While many architects take on the occasional public service project, sometimes pro bono, Jan Gleason made an entire career based on creating innovative sustainable buildings for nonprofit community organizations. The Seattle architect called herself a “social worker in three dimensions,” and she specialized in child-care centers, affordable-housing projects, medical clinics, and community centers.
Gleason died January 6 of lung cancer. She was 61.
Born in New York City, Gleason grew up in Port Chester, New York. She received her bachelor’s degree in social science from Cornell University and her master’s degree in architecture from the University of Washington. She founded Gleason & Associates in 1982 and merged the firm with Environmental Works in 1997. She retired as executive director of Environmental Works, one of the nation’s few nonprofit architectural firms, in 2008. In 2006, Gleason was named a fellow of the American Institute of Architects.

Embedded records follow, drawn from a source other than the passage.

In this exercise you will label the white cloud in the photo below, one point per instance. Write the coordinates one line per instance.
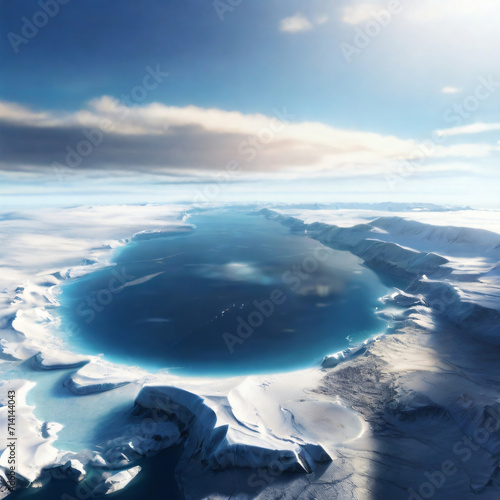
(475, 128)
(295, 24)
(450, 90)
(190, 137)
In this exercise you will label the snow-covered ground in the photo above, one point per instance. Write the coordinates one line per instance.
(411, 414)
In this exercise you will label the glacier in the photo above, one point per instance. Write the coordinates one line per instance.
(406, 414)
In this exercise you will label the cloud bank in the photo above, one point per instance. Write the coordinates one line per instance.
(108, 134)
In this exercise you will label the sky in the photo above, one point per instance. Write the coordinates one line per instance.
(250, 99)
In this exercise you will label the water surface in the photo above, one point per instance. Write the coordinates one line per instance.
(239, 294)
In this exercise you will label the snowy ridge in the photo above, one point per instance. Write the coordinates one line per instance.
(371, 422)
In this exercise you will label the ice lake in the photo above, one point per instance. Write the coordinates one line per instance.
(238, 295)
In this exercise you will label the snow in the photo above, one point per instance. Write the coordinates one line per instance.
(368, 422)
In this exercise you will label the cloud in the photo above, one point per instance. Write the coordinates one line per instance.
(295, 24)
(475, 128)
(108, 134)
(450, 90)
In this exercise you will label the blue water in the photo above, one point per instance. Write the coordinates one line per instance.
(238, 295)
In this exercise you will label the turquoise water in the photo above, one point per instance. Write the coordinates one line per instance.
(238, 295)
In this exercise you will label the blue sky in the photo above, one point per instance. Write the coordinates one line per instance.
(412, 70)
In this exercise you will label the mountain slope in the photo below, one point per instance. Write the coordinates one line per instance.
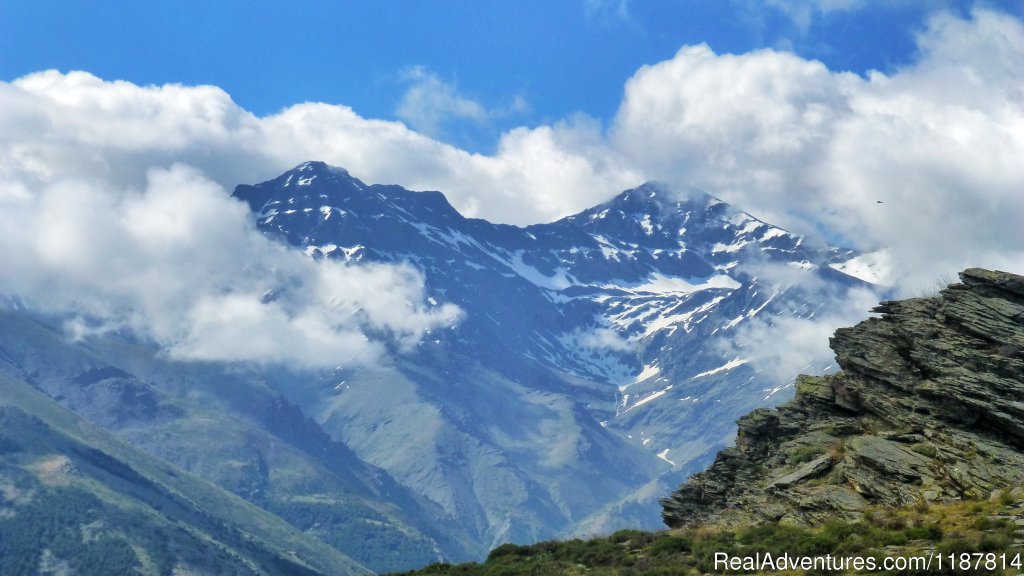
(75, 498)
(594, 335)
(927, 409)
(226, 426)
(909, 460)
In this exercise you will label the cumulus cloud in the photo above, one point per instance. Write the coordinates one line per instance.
(783, 346)
(180, 262)
(87, 169)
(937, 142)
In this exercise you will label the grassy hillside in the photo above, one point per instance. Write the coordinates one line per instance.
(75, 499)
(977, 529)
(225, 425)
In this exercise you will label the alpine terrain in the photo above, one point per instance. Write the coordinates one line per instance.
(587, 375)
(593, 367)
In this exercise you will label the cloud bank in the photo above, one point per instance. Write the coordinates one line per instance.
(180, 262)
(114, 196)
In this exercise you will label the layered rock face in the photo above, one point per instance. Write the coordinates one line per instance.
(929, 406)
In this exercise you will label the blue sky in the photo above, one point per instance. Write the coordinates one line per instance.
(124, 126)
(519, 63)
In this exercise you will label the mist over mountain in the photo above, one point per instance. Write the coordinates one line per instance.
(523, 382)
(597, 359)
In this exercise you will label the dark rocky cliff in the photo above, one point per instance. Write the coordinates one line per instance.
(929, 407)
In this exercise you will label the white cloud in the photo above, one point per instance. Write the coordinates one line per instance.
(181, 263)
(96, 198)
(937, 142)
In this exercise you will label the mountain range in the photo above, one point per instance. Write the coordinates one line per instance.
(590, 372)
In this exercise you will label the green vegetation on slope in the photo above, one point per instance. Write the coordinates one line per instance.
(73, 499)
(995, 526)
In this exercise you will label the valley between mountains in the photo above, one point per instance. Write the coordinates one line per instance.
(595, 363)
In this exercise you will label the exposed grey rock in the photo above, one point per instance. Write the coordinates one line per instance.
(813, 468)
(929, 406)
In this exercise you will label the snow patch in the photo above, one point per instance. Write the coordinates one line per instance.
(734, 363)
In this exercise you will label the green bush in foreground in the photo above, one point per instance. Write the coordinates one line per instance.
(945, 529)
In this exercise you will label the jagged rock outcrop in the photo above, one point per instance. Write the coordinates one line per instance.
(929, 406)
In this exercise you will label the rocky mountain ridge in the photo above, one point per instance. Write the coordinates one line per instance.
(929, 407)
(602, 329)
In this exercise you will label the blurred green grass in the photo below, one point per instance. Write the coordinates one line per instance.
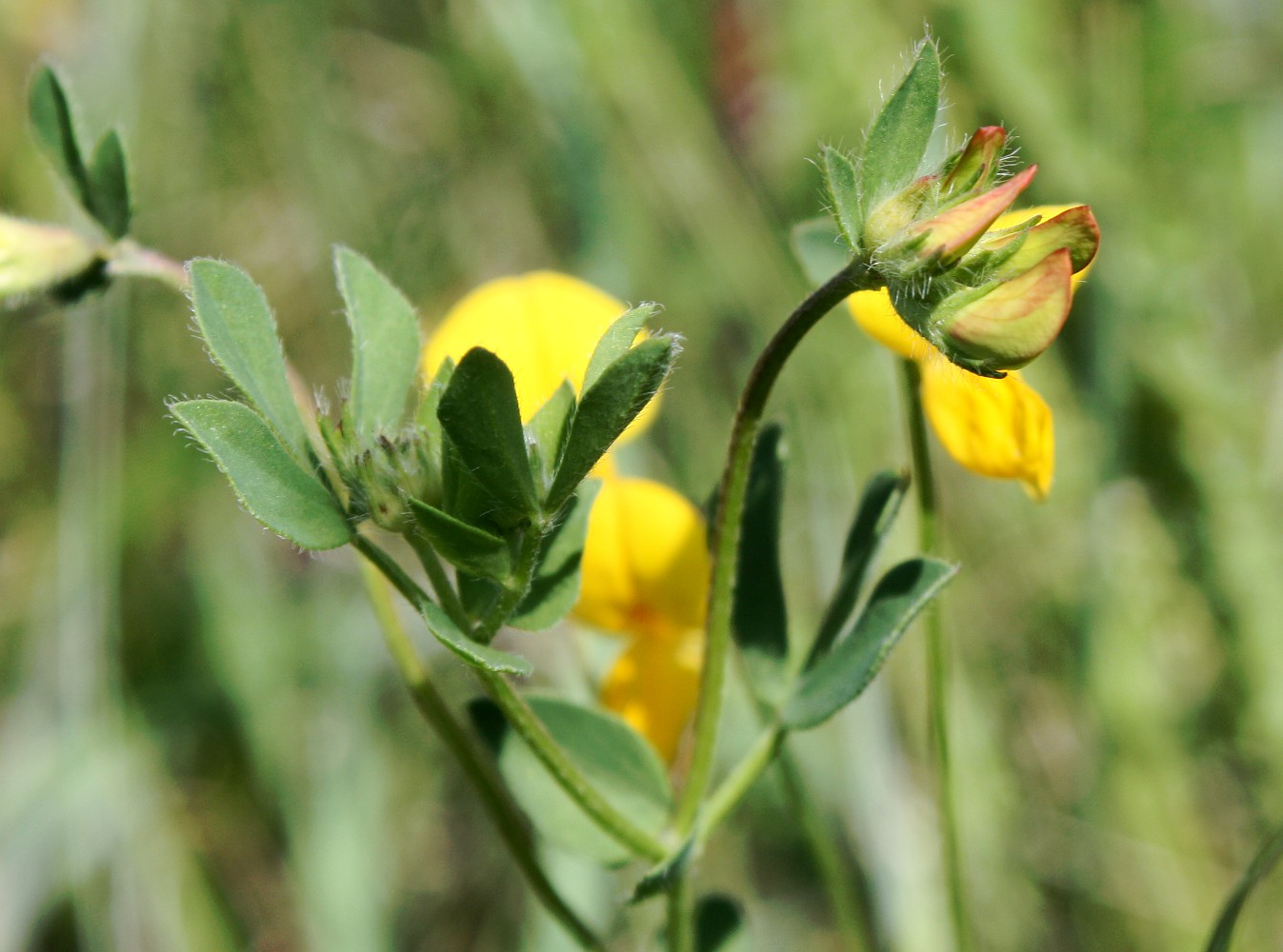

Gleason was involved in the design of more than 50 child-care centers, and in 2002, she co-authored a design manual, Making a Place for Children, for child-care operators, developers, contractors, and architects. One of her gifts, says longtime Environmental Works colleague Roger Tucker, was creating “fun and enticing spaces for kids” while working on limited budgets. She knew how to get the most out of basic materials, but she loved to throw in something quirky—a chandelier, for example—whenever possible.
“Housing or day care,” she once said, “should be more than just a roof over somebody’s head. Dismal, dreary spaces are oppressive. Light and connections with the outside make us feel better. We believe everybody deserves them.”
Gleason was as passionate about her outside interests as she was about her work. She played soccer in an over-50 league, and for 28 years she played cello with the Cascade Symphony Orchestra in Edmonds, Washington. She also enjoyed traveling to far-flung destinations, such as Nepal, Turkey, and Peru. But Gleason’s vacations, says her longtime domestic partner Ron Hand, were not necessarily about rest and relaxation. “She’d have everything planned out, and we’d rent a car and go all over the place,” he says. “She worked hard and she played hard.”